I didn't want to spend very much money on this project so I chose to use cheap cedar fence pickets for construction and the leftover bright plum paint (Martha Stewart Plum Pudding color-matched to Behr paint) we bought for the front door and side gates for color.  I only had to buy seven fence pickets at about $1.50 a piece so my total was only about $10.  Pickets come in very select sizes so this meant the shutters wouldn't be the perfect size for functionality, but the small price tag far outweighed my desire for correctness.
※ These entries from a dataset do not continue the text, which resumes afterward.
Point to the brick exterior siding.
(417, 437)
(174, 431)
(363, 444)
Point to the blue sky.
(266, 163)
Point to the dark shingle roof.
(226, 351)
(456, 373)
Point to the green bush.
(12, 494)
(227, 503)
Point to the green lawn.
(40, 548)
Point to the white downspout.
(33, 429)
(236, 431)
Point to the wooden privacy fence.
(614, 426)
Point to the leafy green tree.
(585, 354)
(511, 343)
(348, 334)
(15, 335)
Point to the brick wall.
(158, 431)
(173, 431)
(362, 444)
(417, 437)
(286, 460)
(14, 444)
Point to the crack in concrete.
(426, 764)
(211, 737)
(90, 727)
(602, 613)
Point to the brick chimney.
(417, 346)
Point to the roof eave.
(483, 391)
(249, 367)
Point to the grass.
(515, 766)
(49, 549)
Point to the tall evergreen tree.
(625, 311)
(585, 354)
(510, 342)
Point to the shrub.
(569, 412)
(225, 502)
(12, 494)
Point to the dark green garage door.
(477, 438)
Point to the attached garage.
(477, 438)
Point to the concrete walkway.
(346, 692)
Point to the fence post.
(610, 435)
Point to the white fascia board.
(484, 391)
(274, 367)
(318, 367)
The wood was very wet when we purchased it so we cut it to our desired length and screwed the pieces together, but waited to paint until everything had dried out.  While the wood was drying we also bought new windows so I decided to wait to do anything else for this project (aside from painting) until the new windows were installed.

Constructed and drying.
Primed and first coat of paint.

Once the new windows were in and the wood had finally dried out I was able to paint. Two coats of primer followed by two coats of paint did the trick as far as prepping the shutters for installation and after a week of dry time for the paint, Aaron and I were able to hang the shutters in under 30 minutes.

Our house before, without shutters. (Excuse the poor lighting.)




Our house after, with shutters!

We love them and the neighbors have already complimented us on them as well.  I think it just gives that 'finished' look to the front of our house.  It brightens up a bland wall and closes some of that blank space that just looks lonely.  To quote myself during the installation process, "It's like we've added eyelashes and mascara all at the same time!"  It is simple projects like this that make me so happy.  We've added some major curb appeal (at least in our eyes, which is the important perspective) for only $10!  You can't beat that!

Early on I had considered adding hinges and hooks for that look of functionality, but once the new windows were in I realized the windows weren't butted up against a solid frame, but were instead floated in place leaving an open space surrounding the actual window.  The open space is covered by a vinyl front, but there is nothing solid to screw the hinges into, so that idea went out the window.  (Ha, no pun intended, but consider it enjoyed!)

All in all, we're very pleased and can't wait to tackle our next project!